Toutes les nouvelles potentialités offertes par le ballon Tango illustrées par un résumé (ci-dessus) de la 2nde mi-temps de Pologne – Pérou, match du deuxième tour de la coupe du monde 78 !



lundi 2 janvier 2012

DER KAISER FRANZ

Un grand calme au buste droit et à la technique impeccable a révolutionné le poste de libéro: Franz Anton Beckenbauer.


Aux brutes épaisses qui faisaient office de dernier rempart jusqu’à son avènement, il a appris que l’on pouvait ne pas se contenter de défendre en bourrin. Sa technique sûre et sobre, capable d’un coup de patte d’éliminer une demi-douzaine d’adversaires afin de placer ses camarades du secteur offensif dans les meilleures dispositions, a révolutionné le rôle de libéro. Avec lui, le dernier défenseur ne se contente plus d’écoper, il participe au jeu.
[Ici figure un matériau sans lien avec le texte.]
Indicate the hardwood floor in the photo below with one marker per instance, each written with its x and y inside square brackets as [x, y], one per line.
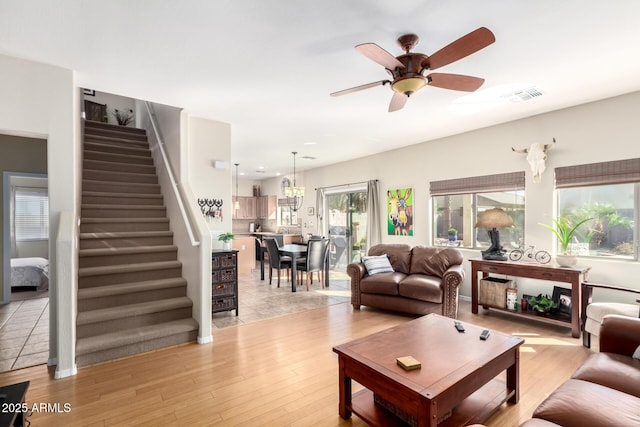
[274, 372]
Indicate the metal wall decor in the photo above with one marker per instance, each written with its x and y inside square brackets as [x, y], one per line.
[211, 208]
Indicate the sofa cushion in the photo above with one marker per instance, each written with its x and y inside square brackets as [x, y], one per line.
[581, 403]
[399, 255]
[433, 261]
[383, 283]
[611, 370]
[376, 264]
[421, 287]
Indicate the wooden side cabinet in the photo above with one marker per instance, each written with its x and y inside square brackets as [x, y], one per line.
[224, 281]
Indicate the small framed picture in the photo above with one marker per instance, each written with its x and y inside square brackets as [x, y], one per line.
[562, 297]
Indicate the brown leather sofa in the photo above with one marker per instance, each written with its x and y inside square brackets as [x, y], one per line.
[605, 390]
[425, 280]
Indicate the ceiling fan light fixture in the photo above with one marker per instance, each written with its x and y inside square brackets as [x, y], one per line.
[409, 85]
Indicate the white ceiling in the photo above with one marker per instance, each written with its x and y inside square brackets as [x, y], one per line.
[267, 66]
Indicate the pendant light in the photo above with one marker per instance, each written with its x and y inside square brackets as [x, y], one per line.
[294, 194]
[236, 204]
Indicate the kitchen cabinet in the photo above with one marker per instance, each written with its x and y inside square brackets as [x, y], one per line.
[267, 206]
[247, 208]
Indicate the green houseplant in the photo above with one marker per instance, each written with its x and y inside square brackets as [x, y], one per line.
[542, 304]
[226, 239]
[565, 231]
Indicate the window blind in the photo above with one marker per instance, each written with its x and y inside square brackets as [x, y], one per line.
[478, 184]
[31, 215]
[614, 172]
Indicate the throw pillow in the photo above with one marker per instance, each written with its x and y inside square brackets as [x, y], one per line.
[377, 264]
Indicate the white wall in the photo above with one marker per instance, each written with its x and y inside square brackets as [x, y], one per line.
[42, 101]
[210, 141]
[594, 132]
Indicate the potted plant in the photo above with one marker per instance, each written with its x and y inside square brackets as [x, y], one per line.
[565, 230]
[542, 304]
[226, 239]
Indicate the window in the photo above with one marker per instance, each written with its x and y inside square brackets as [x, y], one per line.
[31, 214]
[458, 203]
[608, 194]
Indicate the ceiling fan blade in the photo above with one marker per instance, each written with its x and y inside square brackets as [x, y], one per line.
[361, 87]
[464, 46]
[379, 55]
[397, 101]
[455, 81]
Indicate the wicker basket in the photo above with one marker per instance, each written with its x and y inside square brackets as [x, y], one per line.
[493, 292]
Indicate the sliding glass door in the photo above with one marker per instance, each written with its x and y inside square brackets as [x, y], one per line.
[346, 226]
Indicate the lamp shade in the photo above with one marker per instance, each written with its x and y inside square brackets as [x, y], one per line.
[494, 218]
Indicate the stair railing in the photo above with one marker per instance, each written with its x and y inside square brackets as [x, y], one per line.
[171, 174]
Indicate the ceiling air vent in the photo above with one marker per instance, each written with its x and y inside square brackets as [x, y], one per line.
[523, 94]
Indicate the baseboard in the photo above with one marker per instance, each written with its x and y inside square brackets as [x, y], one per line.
[205, 340]
[65, 373]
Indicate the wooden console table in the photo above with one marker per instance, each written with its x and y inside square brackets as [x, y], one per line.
[573, 275]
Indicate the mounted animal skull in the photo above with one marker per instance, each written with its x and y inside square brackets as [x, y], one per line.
[536, 156]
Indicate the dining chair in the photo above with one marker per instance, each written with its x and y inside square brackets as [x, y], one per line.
[276, 260]
[317, 252]
[593, 312]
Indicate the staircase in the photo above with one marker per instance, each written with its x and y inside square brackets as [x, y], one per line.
[131, 294]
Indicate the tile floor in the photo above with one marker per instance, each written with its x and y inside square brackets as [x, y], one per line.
[24, 333]
[258, 300]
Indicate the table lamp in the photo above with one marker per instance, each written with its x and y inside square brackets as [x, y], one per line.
[492, 219]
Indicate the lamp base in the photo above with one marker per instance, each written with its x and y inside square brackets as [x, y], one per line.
[495, 251]
[494, 255]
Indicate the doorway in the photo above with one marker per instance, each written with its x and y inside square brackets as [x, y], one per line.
[346, 213]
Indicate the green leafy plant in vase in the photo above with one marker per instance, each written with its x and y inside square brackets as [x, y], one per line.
[226, 239]
[542, 304]
[565, 231]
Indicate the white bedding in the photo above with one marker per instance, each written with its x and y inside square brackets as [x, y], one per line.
[30, 272]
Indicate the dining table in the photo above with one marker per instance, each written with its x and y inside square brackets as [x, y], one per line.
[295, 251]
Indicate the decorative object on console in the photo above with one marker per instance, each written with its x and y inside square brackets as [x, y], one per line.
[530, 255]
[294, 194]
[124, 118]
[492, 219]
[542, 304]
[400, 212]
[565, 232]
[226, 239]
[211, 208]
[536, 156]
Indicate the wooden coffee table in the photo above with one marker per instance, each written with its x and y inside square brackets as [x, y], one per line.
[456, 384]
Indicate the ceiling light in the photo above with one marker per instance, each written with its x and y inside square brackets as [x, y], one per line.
[408, 85]
[294, 194]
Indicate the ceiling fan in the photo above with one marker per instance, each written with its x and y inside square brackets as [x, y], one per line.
[409, 70]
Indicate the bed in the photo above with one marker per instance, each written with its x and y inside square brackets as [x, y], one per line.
[30, 272]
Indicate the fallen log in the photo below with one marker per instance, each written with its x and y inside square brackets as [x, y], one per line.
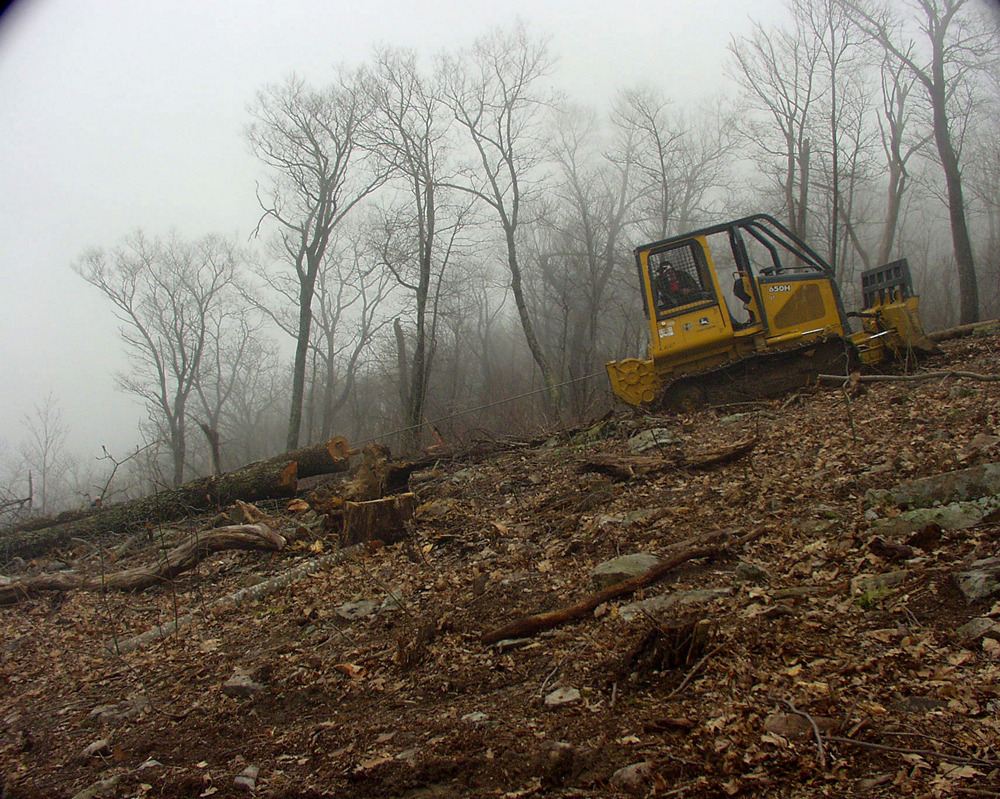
[625, 467]
[991, 326]
[917, 378]
[539, 622]
[323, 458]
[180, 559]
[270, 479]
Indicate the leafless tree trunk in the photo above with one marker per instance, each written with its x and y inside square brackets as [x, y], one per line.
[492, 92]
[166, 295]
[310, 139]
[778, 71]
[952, 48]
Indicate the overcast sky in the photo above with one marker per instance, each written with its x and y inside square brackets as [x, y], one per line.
[119, 114]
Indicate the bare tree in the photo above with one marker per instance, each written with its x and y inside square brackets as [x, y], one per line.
[678, 159]
[311, 141]
[581, 250]
[350, 301]
[44, 457]
[420, 231]
[233, 337]
[494, 94]
[778, 71]
[950, 45]
[166, 295]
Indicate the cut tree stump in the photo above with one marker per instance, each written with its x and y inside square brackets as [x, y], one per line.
[377, 520]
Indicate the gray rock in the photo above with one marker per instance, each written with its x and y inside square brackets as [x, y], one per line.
[976, 628]
[117, 713]
[357, 610]
[640, 516]
[241, 685]
[97, 748]
[99, 789]
[667, 601]
[654, 438]
[981, 581]
[957, 516]
[918, 704]
[247, 779]
[614, 571]
[750, 573]
[562, 697]
[865, 584]
[957, 486]
[436, 509]
[981, 442]
[633, 778]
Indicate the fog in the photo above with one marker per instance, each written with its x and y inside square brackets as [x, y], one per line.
[120, 115]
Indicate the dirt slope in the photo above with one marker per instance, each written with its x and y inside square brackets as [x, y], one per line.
[405, 701]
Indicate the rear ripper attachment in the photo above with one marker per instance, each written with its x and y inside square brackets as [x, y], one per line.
[746, 310]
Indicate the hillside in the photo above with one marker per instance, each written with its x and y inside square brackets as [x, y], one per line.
[822, 649]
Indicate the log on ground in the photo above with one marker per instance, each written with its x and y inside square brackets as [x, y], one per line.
[623, 467]
[539, 622]
[178, 560]
[266, 480]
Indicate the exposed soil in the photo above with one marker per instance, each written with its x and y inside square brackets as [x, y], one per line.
[407, 702]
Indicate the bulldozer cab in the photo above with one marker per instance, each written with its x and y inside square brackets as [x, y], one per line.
[707, 290]
[749, 296]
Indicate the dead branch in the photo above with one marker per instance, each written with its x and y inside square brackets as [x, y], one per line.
[539, 622]
[964, 761]
[178, 560]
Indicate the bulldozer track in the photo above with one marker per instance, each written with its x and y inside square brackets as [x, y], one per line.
[759, 377]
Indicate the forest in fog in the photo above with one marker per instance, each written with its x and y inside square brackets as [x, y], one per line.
[444, 246]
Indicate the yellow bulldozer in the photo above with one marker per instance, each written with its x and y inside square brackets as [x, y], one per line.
[775, 327]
Comme une sorte de « numéro 10 » de l’arrière.

Après sa carrière, il n'est pas devenu agent conseiller
du centre communal d'action sociale de Munich.

Le buste droit, le regard au loin, il éclaire le jeu avec calme et précision. Ses ouvertures, surtout celles signées de l’extérieur du pied droit, sont un régal pour les amateurs de géométrie. Non content de relancer proprement, Beckenbauer vient fréquemment s’intercaler au milieu de terrain. Il sert alors d’agent de transmission principal à la circulation de balle sur les premières relances. Ou va porter le surnombre en perforant les défenses, soit par des dribbles « minimalistes », soit en sollicitant un « une-deux » avec un coéquipier. S’il poursuit l’action jusqu’au bout, il peut même faire parler sa frappe sèche et rugueuse aux 25-30 mètres ou décaler un attaquant mieux placé.



Mais au-delà de sa science du jeu, c’est sa rage de vaincre, son influence sur ses coéquipiers et son mental en acier trempé – que subliment les images de l’épique demi-finale contre l’Italie en 70, qu’il fut contraint de terminer blessé, le bras en écharpe – qui lui vaudront le doux surnom de « Kaiser ». Franz, c’est un capitaine valeureux, irréprochable, extrêmement doué mais dévoué à l’équipe avant tout. Les footballeurs virtuoses sont pléthore. Ceux qui, par leur seule présence, permettent à leurs coéquipiers de se sublimer en toutes circonstances sont beaucoup plus rares. Der Kaiser Franz était de cette trempe.